2196. Create Binary Tree From Descriptions

You are given a 2D integer array descriptions where descriptions[i] = [parenti, childi, isLefti] indicates that parenti is the parent of childi in a binary tree of unique values. Furthermore,

• If isLefti == 1, then childi is the left child of parenti.
• If isLefti == 0, then childi is the right child of parenti.

Construct the binary tree described by descriptions and return its root.

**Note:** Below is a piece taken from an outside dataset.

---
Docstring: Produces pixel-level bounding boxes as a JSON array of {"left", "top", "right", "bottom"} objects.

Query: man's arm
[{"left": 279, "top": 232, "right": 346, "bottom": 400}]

The test cases will be generated such that the binary tree is valid.

Example 1:

Input: descriptions = [[20,15,1],[20,17,0],[50,20,1],[50,80,0],[80,19,1]]
Output: [50,20,80,15,17,19]
Explanation: The root node is the node with value 50 since it has no parent.
The resulting binary tree is shown in the diagram.

Example 2:

Input: descriptions = [[1,2,1],[2,3,0],[3,4,1]]
Output: [1,2,null,null,3,4]
Explanation: The root node is the node with value 1 since it has no parent.
The resulting binary tree is shown in the diagram.

Constraints:

• 1 <= descriptions.length <= 104
• descriptions[i].length == 3
• 1 <= parenti, childi <= 105
• 0 <= isLefti <= 1
• The binary tree described by descriptions is valid.

Approach 01:

class Solution {
public:
    TreeNode* createBinaryTree(vector<vector<int>>& descriptions) {
        unordered_map<TreeNode*, TreeNode*> childToParentMap;
        unordered_map<int, TreeNode*> valueToNodeMap;

        for (const vector<int>& description : descriptions) {
            const int parentValue = description[0];
            const int childValue = description[1];
            const bool isLeftChild = description[2];

            TreeNode* parentNode = valueToNodeMap.count(parentValue) ? valueToNodeMap[parentValue] : (valueToNodeMap[parentValue] = new TreeNode(parentValue));
            TreeNode* childNode = valueToNodeMap.count(childValue) ? valueToNodeMap[childValue] : (valueToNodeMap[childValue] = new TreeNode(childValue));

            childToParentMap[childNode] = parentNode;

            if (isLeftChild){
                parentNode->left = childNode;
            }
            else{
                parentNode->right = childNode;
            }
        }

        // Pick a random node and traverse upward to find the root.
        TreeNode* root = childToParentMap.begin()->second;
        while (childToParentMap.count(root)){
            root = childToParentMap[root];
        }
        return root;
    }
};

from typing import List
from collections import defaultdict

# Definition for a binary tree node.
class TreeNode:
    def __init__(self, val=0, left=None, right=None):
        self.val = val
        self.left = left
        self.right = right

class Solution:
    def createBinaryTree(self, descriptions: List[List[int]]) -> TreeNode:
        childToParentMap = {}
        valueToNodeMap = {}

        for description in descriptions:
            parentValue = description[0]
            childValue = description[1]
            isLeftChild = description[2]

            if parentValue not in valueToNodeMap:
                valueToNodeMap[parentValue] = TreeNode(parentValue)
            parentNode = valueToNodeMap[parentValue]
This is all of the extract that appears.